Back in March, uncertainty and the fear that millions might die from COVID-19 led states across the country to shutter businesses and ban public gatherings. The response across the country varied significantly, as most governors and their chosen public health tsars systematically shut down businesses, banned public gatherings, and imposed all manner of other restrictions on their respective states.

State legislatures have been remarkably muted. However, the time for unilateral public health mandates has passed. As the Wisconsin Supreme Court rightly recognized, legislatures need to be included in this process, and “the governor cannot rely on emergency powers indefinitely.” We’re almost five months into this pandemic, and still, legislatures across the country, including Congress, have not properly engaged in policy decisions.

The Bill of Rights has been willfully ignored by some, and it is fair to question whether the constitutional right to a republican form of government is being infringed, as state leaders consolidate power under public health orders. In April, when asked about arresting a group worshiping at a synagogue, New Jersey Gov. Phil Murphy said, “The Bill of Rights is above my pay grade,” and insisted that “we have to find a different way to worship.” But in June, after the murder of George Floyd, Murphy said, “We respect completely your right to protest, particularly given the gravity of why folks are protesting.”

You don’t have to be a constitutional scholar to recognize that the right to protest and the right to worship are both protected by the First Amendment. However, similar to Murphy, many leaders across the country have determined that some First Amendment rights are more important than others. I agree with Murphy on protecting the right to protest peacefully, but he needs to apply the same thought process to faithful New Jerseyans who wish to practice their faith.

The First Amendment isn’t the only part of the Bill of Rights to suffer during this pandemic.

Across the country, small-business owners and their employees have had their livelihoods hinge on the arbitrary designation of being deemed a so-called “essential business.” Some state bureaucracies have designated that liquor stores are essential businesses, but gun shops are nonessential, threatening Second Amendment rights even while encouraging purchases that are proven to be harmful to long-term health. Similarly, big-box retailers such as Walmart remained open, but smaller, mom-and-pop shops were forced to close their doors.

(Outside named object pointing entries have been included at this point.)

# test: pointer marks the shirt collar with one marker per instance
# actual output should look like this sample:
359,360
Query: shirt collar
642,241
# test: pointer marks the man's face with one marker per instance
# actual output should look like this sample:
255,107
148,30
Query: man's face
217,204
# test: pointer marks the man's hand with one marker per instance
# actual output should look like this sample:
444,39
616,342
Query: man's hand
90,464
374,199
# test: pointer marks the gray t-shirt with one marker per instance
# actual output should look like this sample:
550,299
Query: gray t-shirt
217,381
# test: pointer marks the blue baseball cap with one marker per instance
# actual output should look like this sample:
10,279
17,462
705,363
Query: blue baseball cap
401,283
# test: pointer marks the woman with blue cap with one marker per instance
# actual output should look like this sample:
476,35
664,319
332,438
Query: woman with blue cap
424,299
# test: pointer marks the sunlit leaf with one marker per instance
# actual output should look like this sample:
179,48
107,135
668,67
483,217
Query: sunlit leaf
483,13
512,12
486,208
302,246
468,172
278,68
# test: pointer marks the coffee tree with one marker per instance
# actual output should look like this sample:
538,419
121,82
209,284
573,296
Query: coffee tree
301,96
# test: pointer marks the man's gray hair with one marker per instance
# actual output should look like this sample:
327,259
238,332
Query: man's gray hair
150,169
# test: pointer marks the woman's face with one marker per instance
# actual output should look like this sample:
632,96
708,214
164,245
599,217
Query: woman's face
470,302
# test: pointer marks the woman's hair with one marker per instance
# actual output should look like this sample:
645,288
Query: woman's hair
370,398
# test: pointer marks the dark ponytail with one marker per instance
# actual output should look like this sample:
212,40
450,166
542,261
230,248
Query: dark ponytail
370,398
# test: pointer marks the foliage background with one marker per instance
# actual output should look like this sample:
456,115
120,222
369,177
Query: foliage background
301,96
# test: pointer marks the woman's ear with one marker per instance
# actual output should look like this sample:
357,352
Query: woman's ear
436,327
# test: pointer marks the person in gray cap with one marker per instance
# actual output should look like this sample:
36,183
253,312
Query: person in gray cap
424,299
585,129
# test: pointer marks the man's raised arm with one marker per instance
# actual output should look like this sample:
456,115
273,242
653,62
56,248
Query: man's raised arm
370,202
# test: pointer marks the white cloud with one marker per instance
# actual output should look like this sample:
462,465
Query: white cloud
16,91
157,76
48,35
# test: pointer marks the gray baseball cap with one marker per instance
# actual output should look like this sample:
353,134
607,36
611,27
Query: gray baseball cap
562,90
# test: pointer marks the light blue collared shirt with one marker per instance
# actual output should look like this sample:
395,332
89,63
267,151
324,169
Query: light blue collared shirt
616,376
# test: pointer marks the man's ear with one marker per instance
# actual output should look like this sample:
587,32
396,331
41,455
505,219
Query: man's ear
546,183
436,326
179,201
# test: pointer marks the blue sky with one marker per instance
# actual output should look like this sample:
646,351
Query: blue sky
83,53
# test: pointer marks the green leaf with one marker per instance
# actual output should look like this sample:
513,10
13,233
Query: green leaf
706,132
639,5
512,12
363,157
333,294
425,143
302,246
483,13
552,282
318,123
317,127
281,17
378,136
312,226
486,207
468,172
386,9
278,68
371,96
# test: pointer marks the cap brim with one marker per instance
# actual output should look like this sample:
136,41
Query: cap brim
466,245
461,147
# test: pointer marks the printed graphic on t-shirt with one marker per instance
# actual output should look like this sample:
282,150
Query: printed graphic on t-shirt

Democratic Gov. Gretchen Whitmer in Michigan took this exercise in “essential” designations to the extreme — closing hair salons but allowing pet groomers to remain open. Campgrounds were closed even though they are conducive to social distancing. Similarly, the use of motorized watercraft was banned, but kayaking and canoeing were still permitted under Whitmer’s orders. Not only are these arbitrary decisions an affront to liberty and the distinctions an insult to common sense, but they are an intolerable violation of a person's right to use his or her private property and to travel, especially when the risk to those fishing or boating is so low.

Disruption to commerce comes at a cost. Ask restaurant and bar owners, hairstylists, small retailers, and even real estate professionals. They’ve all had their movement and their operations impeded without due process, and the government hasn’t compensated them for the loss of their income or businesses. Instead of listening with compassion or more carefully tailoring her stay-at-home orders, Gov. Whitmer wrote off their legitimate economic concerns and told her constituents to Google how to cut their own hair.

The train of abuses goes on through this pandemic as unelected public health officials and state executives continue to restrict citizens’ most basic freedoms. By refusing even to consult the legislatures, these executive actors have effectively denied the people a republican form of government, as guaranteed by the Constitution.

That’s why I’m introducing my bill, the Defending Freedom Act, to empower the Justice Department to investigate and end these unconstitutional orders. Civil rights should not be superseded by a national emergency.

My bill would instruct the Justice Department to investigate and prosecute cases in which civil rights have been wrongly curtailed by broad public health orders or overzealous bureaucrats. It also requires the department to compile a report to Congress on these cases and determine the legality of business closures and stay-at-home orders.

State and local governments can and should take steps to protect citizens during this pandemic. However, it is possible to do that while still respecting our God-given rights. Rural communities and urban communities have different needs and circumstances. There is no one-size-fits-all solution, which is why the president is empowering governors.

Yet governors, too, should not abuse the public trust. They should consult with other elected representatives to right-size the public health response and reassure the public that the government is protecting the people's rights, not abusing them.